Firat University, Faculty of Engineering, Computer Engineering, 23119, Elazig, Turkey.
Firat University, Faculty of Engineering, Software Engineering, 23119, Elazig, Turkey.
Comput Biol Med. 2023 Mar;154:106574. doi: 10.1016/j.compbiomed.2023.106574. Epub 2023 Jan 23.
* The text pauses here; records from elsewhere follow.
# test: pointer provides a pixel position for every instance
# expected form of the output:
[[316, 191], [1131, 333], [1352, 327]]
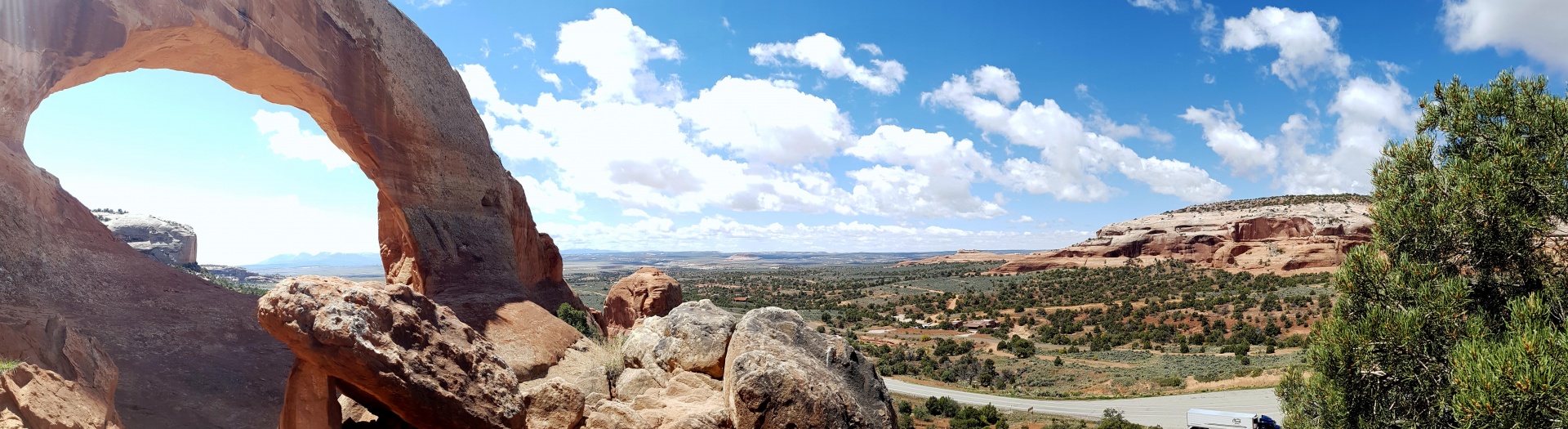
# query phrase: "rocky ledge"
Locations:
[[163, 241], [1278, 235]]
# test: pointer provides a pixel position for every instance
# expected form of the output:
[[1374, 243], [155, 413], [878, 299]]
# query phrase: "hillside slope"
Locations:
[[1280, 235]]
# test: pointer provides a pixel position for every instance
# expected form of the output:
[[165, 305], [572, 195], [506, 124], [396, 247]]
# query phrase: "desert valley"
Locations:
[[509, 214]]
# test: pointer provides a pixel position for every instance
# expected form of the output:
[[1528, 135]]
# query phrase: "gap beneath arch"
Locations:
[[255, 180]]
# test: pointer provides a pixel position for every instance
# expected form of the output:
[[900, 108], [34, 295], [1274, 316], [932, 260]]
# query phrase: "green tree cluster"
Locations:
[[1454, 315]]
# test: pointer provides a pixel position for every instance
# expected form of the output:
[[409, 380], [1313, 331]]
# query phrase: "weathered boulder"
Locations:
[[170, 243], [693, 337], [39, 398], [529, 338], [65, 379], [554, 404], [780, 373], [453, 224], [395, 346], [688, 400], [642, 294], [1276, 235], [637, 381], [613, 415]]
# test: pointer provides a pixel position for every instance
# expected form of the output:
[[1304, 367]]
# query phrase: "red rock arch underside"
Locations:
[[452, 219]]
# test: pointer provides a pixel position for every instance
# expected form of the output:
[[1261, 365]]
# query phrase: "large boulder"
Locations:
[[529, 338], [554, 404], [642, 294], [453, 224], [391, 346], [65, 379], [32, 396], [170, 243], [688, 400], [693, 337], [780, 373]]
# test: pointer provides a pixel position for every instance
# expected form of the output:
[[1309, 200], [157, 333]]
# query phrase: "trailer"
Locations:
[[1228, 420]]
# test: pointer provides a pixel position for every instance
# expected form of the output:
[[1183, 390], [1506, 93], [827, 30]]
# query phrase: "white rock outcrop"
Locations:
[[163, 241]]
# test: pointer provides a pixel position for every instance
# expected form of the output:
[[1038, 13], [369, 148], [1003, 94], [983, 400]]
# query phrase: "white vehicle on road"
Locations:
[[1228, 420]]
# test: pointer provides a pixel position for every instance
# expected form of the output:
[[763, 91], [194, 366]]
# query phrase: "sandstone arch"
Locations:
[[452, 221]]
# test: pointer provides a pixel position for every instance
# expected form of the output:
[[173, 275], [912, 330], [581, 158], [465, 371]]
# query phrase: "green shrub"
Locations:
[[577, 320]]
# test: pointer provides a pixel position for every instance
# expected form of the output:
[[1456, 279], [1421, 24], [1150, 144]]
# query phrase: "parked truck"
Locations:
[[1228, 420]]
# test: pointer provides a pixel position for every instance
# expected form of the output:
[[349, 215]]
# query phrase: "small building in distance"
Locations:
[[982, 324]]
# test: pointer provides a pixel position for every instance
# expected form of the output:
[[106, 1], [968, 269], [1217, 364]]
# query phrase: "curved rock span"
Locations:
[[1278, 235], [453, 224]]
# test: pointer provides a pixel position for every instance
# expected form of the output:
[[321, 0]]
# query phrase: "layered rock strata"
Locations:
[[65, 379], [964, 257], [453, 224], [642, 294], [170, 243], [1276, 235]]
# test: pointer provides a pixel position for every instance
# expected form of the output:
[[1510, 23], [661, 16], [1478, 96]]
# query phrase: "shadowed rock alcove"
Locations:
[[453, 224]]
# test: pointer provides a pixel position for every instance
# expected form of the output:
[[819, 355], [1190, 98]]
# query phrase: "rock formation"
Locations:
[[642, 294], [163, 241], [391, 346], [554, 404], [65, 379], [453, 224], [33, 396], [693, 337], [1278, 235], [964, 257], [780, 373]]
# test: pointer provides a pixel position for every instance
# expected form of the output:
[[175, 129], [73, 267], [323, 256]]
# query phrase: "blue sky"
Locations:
[[745, 126]]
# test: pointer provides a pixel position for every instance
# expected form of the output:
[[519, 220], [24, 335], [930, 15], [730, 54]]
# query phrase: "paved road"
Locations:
[[1169, 412]]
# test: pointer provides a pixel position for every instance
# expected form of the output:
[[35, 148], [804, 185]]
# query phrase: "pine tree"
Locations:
[[1454, 315]]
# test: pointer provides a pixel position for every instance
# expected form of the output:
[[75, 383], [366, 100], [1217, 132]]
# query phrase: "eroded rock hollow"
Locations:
[[453, 224]]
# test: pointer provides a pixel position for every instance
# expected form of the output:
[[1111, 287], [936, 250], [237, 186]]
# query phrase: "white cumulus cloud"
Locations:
[[1239, 150], [1368, 114], [615, 54], [1305, 41], [826, 54], [1529, 25], [764, 122], [546, 197], [1071, 158], [287, 139]]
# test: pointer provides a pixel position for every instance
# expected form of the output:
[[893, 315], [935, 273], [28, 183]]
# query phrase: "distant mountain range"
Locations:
[[325, 258]]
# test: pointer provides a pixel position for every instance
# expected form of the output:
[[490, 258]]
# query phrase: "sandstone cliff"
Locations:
[[453, 224], [645, 293], [964, 257], [1280, 235], [163, 241]]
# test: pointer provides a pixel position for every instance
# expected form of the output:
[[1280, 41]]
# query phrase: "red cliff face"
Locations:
[[642, 294], [453, 224], [1252, 236]]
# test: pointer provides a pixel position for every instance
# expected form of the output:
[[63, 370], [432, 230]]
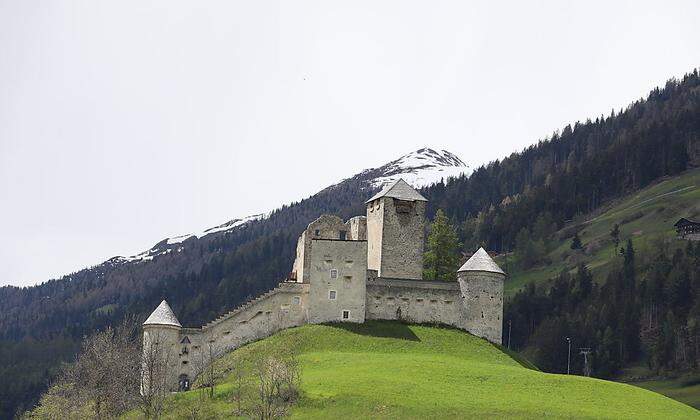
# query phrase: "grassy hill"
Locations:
[[645, 217], [388, 369]]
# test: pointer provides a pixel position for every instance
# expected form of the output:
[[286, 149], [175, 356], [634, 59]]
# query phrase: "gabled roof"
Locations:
[[481, 261], [163, 315], [399, 190]]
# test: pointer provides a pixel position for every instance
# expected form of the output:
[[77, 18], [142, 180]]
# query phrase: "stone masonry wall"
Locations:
[[415, 301], [402, 239], [375, 219], [282, 308], [338, 274], [358, 228], [483, 300], [325, 227]]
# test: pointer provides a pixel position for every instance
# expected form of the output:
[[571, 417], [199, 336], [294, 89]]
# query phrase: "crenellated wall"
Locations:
[[415, 301]]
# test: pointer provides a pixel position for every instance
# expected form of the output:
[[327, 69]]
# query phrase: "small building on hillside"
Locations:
[[688, 229]]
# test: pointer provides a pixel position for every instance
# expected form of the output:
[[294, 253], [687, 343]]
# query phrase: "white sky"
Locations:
[[125, 122]]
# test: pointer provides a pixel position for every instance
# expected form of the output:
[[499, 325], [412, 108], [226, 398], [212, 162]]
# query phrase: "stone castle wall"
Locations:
[[415, 301], [375, 219], [325, 227], [282, 308], [402, 239], [338, 273]]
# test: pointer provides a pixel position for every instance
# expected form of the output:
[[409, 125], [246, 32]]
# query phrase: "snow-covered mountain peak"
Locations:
[[421, 168]]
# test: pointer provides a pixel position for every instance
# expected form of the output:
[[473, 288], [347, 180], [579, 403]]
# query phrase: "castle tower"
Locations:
[[395, 231], [481, 283], [161, 337]]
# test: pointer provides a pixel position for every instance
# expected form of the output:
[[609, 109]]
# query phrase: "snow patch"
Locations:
[[422, 168]]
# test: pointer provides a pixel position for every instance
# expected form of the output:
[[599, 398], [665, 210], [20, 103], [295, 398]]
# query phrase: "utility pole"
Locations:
[[568, 358], [510, 321], [585, 351]]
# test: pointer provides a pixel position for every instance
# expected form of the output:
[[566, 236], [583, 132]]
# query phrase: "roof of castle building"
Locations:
[[163, 315], [399, 190], [481, 261]]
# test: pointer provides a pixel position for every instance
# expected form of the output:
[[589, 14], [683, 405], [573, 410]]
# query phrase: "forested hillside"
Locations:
[[571, 173]]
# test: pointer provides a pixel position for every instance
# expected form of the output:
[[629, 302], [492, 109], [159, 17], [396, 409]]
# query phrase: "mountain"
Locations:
[[531, 194], [202, 274], [392, 370], [421, 168]]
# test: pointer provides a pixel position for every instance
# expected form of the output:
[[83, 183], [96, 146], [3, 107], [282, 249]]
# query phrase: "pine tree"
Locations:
[[576, 242], [442, 258]]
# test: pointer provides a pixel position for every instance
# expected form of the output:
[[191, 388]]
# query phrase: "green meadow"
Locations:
[[393, 370]]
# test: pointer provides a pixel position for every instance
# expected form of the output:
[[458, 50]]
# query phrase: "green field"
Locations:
[[646, 217], [392, 370]]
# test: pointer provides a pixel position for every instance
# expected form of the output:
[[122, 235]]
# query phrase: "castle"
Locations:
[[369, 267]]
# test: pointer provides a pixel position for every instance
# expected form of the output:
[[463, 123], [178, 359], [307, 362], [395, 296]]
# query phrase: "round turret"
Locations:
[[161, 337], [481, 282]]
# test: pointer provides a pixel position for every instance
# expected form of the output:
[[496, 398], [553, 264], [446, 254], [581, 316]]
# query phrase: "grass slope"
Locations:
[[644, 216], [392, 370]]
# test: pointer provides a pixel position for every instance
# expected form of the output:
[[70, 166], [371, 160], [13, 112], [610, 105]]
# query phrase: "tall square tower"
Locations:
[[395, 232]]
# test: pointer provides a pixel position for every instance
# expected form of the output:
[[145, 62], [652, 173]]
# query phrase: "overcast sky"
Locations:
[[125, 122]]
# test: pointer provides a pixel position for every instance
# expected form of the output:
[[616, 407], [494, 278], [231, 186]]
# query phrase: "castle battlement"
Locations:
[[369, 267]]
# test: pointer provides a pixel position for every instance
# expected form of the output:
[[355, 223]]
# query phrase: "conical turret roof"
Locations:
[[163, 315], [399, 190], [481, 261]]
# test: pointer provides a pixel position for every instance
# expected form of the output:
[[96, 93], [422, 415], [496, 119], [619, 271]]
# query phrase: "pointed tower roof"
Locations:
[[399, 190], [163, 315], [481, 261]]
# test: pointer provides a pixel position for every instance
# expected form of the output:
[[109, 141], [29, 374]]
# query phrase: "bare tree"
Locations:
[[155, 364], [239, 380], [103, 380], [278, 387], [206, 368]]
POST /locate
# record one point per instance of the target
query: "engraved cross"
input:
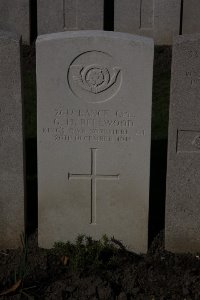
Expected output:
(93, 177)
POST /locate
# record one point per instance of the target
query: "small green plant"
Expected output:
(86, 252)
(22, 269)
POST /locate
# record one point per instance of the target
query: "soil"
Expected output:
(156, 275)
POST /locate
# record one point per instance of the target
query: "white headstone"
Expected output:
(159, 19)
(94, 125)
(15, 17)
(11, 143)
(62, 15)
(191, 19)
(182, 229)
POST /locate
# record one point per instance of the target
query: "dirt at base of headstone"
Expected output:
(157, 275)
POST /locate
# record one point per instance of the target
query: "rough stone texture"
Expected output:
(11, 143)
(94, 124)
(159, 19)
(191, 19)
(15, 17)
(183, 174)
(61, 15)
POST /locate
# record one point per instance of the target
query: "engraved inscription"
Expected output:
(93, 177)
(146, 14)
(94, 77)
(188, 141)
(83, 125)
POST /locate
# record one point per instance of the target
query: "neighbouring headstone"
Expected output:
(15, 17)
(11, 143)
(62, 15)
(183, 175)
(94, 125)
(191, 19)
(159, 19)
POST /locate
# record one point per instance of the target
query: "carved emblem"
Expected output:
(94, 76)
(196, 141)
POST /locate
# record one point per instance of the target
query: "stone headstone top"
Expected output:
(94, 124)
(15, 17)
(63, 15)
(159, 19)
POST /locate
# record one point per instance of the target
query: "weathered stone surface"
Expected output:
(11, 143)
(191, 19)
(183, 174)
(94, 124)
(15, 17)
(159, 19)
(61, 15)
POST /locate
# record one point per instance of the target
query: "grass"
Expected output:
(86, 252)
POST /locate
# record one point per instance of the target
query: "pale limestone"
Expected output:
(63, 15)
(159, 19)
(191, 19)
(11, 143)
(94, 130)
(182, 233)
(15, 17)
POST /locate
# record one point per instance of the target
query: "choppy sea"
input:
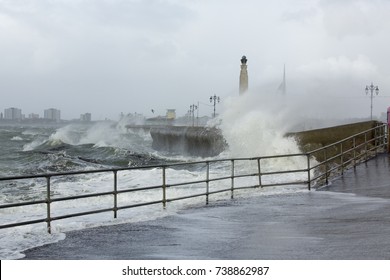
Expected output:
(39, 149)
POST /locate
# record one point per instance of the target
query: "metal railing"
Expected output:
(314, 168)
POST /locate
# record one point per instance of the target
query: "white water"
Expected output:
(251, 128)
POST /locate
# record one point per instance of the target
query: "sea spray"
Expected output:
(254, 126)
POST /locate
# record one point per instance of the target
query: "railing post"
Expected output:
(115, 193)
(308, 172)
(342, 158)
(207, 181)
(354, 152)
(365, 146)
(259, 169)
(48, 201)
(164, 186)
(232, 187)
(326, 166)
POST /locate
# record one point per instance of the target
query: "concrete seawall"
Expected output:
(207, 141)
(196, 141)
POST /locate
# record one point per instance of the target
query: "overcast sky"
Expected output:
(113, 56)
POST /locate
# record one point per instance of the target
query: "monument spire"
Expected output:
(243, 76)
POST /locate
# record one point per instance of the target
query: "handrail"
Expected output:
(317, 173)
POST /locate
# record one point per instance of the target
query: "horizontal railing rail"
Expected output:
(334, 159)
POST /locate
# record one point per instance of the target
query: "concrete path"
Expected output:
(348, 220)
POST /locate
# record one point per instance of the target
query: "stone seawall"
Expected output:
(195, 141)
(206, 141)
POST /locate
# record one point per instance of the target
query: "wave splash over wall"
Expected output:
(253, 125)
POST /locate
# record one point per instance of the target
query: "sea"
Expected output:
(30, 149)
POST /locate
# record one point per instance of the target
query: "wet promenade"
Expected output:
(350, 219)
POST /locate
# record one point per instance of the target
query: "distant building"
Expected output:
(52, 114)
(33, 116)
(13, 114)
(87, 117)
(171, 114)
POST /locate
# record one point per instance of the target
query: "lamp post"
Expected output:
(371, 89)
(193, 107)
(216, 99)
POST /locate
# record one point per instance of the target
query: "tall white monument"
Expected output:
(243, 76)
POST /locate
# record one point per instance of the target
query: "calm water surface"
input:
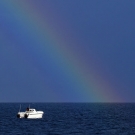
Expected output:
(70, 119)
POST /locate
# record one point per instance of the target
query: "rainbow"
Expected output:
(45, 39)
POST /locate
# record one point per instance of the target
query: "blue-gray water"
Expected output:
(70, 119)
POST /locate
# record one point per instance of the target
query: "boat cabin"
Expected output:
(31, 110)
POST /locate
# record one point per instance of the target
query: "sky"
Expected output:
(67, 51)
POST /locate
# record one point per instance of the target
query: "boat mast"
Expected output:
(20, 108)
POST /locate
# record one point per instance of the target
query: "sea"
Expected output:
(69, 119)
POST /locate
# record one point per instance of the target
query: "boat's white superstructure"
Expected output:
(30, 113)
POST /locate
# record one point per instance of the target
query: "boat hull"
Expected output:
(33, 115)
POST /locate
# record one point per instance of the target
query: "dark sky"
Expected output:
(67, 51)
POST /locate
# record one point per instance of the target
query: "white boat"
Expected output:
(30, 114)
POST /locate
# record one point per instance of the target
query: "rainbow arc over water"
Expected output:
(43, 39)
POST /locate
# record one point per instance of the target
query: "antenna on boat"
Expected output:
(20, 108)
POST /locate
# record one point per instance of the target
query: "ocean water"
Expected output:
(70, 119)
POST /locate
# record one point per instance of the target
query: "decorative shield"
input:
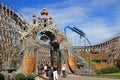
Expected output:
(28, 64)
(72, 63)
(59, 38)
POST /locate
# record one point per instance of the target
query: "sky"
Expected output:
(99, 19)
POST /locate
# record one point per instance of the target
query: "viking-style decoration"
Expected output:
(25, 45)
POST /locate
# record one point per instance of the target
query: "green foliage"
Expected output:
(30, 77)
(108, 70)
(20, 76)
(2, 77)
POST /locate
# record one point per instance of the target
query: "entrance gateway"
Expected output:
(39, 43)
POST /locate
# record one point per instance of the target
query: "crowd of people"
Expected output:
(50, 72)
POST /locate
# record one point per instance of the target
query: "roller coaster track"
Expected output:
(110, 46)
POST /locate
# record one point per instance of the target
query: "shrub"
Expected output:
(30, 77)
(108, 70)
(20, 76)
(2, 77)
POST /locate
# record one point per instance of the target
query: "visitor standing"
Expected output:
(55, 73)
(64, 70)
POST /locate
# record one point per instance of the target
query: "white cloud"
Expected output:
(97, 28)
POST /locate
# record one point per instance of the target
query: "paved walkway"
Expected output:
(78, 77)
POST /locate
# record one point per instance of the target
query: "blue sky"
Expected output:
(99, 19)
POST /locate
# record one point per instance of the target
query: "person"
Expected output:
(64, 70)
(55, 73)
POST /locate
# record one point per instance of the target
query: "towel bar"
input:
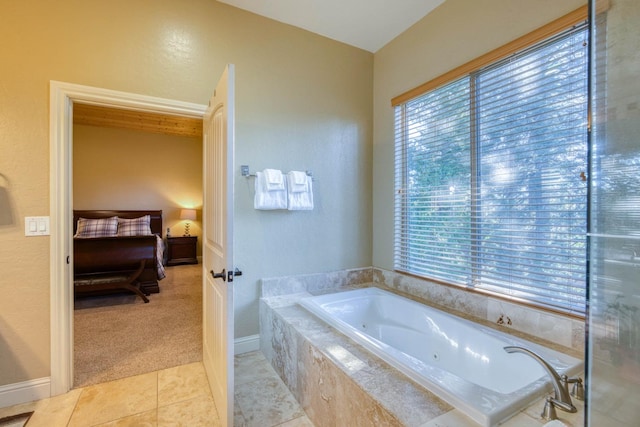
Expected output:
(244, 170)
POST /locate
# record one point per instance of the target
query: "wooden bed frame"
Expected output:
(111, 264)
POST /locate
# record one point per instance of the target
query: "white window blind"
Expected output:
(490, 178)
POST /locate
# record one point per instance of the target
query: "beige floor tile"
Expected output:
(145, 419)
(297, 422)
(267, 402)
(17, 409)
(182, 383)
(52, 412)
(198, 412)
(111, 401)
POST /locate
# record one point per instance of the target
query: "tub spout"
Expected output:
(562, 399)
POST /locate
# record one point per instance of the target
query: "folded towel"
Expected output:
(274, 179)
(266, 199)
(300, 196)
(297, 181)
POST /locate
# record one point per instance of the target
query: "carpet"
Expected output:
(118, 336)
(19, 420)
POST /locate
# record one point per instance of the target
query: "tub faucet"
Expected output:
(562, 399)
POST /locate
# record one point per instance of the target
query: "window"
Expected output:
(491, 192)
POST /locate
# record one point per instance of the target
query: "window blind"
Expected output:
(490, 188)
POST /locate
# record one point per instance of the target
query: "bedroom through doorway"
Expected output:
(131, 160)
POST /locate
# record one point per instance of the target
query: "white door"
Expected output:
(218, 135)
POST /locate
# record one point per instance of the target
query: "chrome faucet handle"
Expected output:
(561, 398)
(577, 390)
(549, 410)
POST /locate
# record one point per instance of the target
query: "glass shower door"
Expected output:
(613, 380)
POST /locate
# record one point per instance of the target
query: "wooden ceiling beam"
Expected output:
(94, 115)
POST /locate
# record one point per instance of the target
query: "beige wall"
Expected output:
(453, 34)
(126, 169)
(303, 102)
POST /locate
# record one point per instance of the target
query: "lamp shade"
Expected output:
(189, 214)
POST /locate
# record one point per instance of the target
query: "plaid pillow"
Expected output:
(135, 226)
(96, 227)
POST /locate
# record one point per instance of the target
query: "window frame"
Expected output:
(558, 27)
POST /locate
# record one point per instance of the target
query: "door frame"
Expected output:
(62, 97)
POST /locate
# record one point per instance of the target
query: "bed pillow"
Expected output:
(134, 226)
(96, 227)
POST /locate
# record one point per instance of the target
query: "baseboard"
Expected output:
(26, 391)
(246, 344)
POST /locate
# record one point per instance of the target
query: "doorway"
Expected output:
(128, 160)
(62, 98)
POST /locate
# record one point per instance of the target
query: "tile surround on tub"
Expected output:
(557, 329)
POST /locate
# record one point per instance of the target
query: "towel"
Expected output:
(268, 199)
(274, 179)
(297, 181)
(300, 191)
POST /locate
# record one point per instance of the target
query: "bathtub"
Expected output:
(462, 362)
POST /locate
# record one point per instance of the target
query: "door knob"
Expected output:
(222, 275)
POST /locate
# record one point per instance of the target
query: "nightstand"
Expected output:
(182, 250)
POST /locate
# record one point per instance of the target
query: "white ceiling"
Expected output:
(367, 24)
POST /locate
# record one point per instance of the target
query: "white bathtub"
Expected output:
(462, 362)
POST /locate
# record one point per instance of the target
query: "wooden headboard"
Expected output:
(156, 217)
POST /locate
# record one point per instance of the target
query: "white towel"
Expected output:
(266, 199)
(297, 181)
(300, 194)
(274, 179)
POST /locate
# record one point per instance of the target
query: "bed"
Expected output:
(117, 251)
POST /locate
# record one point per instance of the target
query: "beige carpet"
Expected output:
(119, 336)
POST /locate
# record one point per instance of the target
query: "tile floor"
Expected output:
(171, 397)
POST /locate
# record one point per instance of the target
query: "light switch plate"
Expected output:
(36, 226)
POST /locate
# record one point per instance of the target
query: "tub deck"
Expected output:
(338, 382)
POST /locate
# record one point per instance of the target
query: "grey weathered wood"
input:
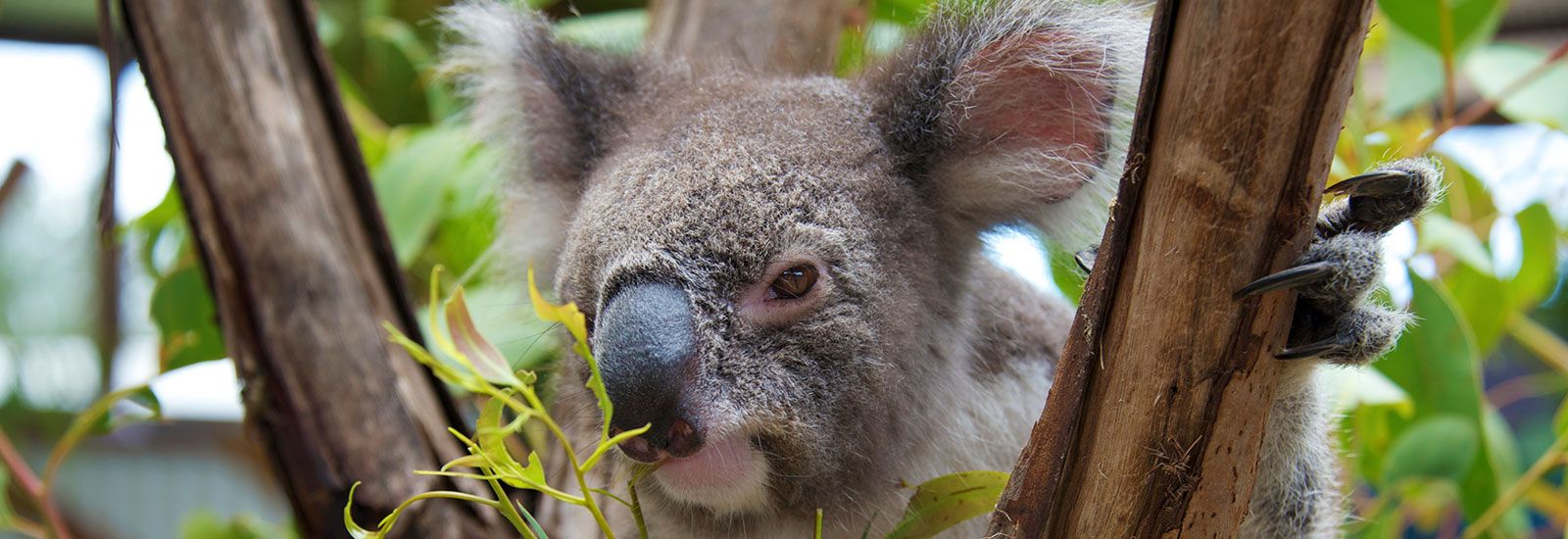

Cervical cancer is a common disease in women, affecting their lives negatively and often resulting in death. Pap-smear tests are preferred by doctors as the primary tool in the early diagnosis and treatment of the disease. Physicians can be facilitated in the detection of five different categories of cervical cancer and similar cellular disease cases with the Pap-smear image retrieval technology. In this study, an algorithm for retrieval of cervical cancer images using hash coding with a Convolutional Neural Network (CNN) has been implemented. A sensitive deep hashing method combining interpretable mask generation and rotation invariance is proposed for cervical cancer detection. The distinctive features of cervical cancer cells with complex morphological features are focused on with the proposed hybrid dilated convolution spatial attention module and insignificant features are eliminated. Moreover, the loss function of Cauchy rotation invariance in terms of cervical cancer cell target is presented. In this way, the differences in the input samples are revealed, allowing the CNN to learn from different angles and achieve certain rotation invariance. The versatility and performance of the proposed method, as well as the efficiency of the loss function, have been tested on the SIPaKMeD and Mendeley LBC datasets consisting of cervical cancer images. In the experimental results obtained, it is shown that the proposed spatial attention module and rotational invariance deep hashing network generate high performance in cervical cancer image retrieval problems.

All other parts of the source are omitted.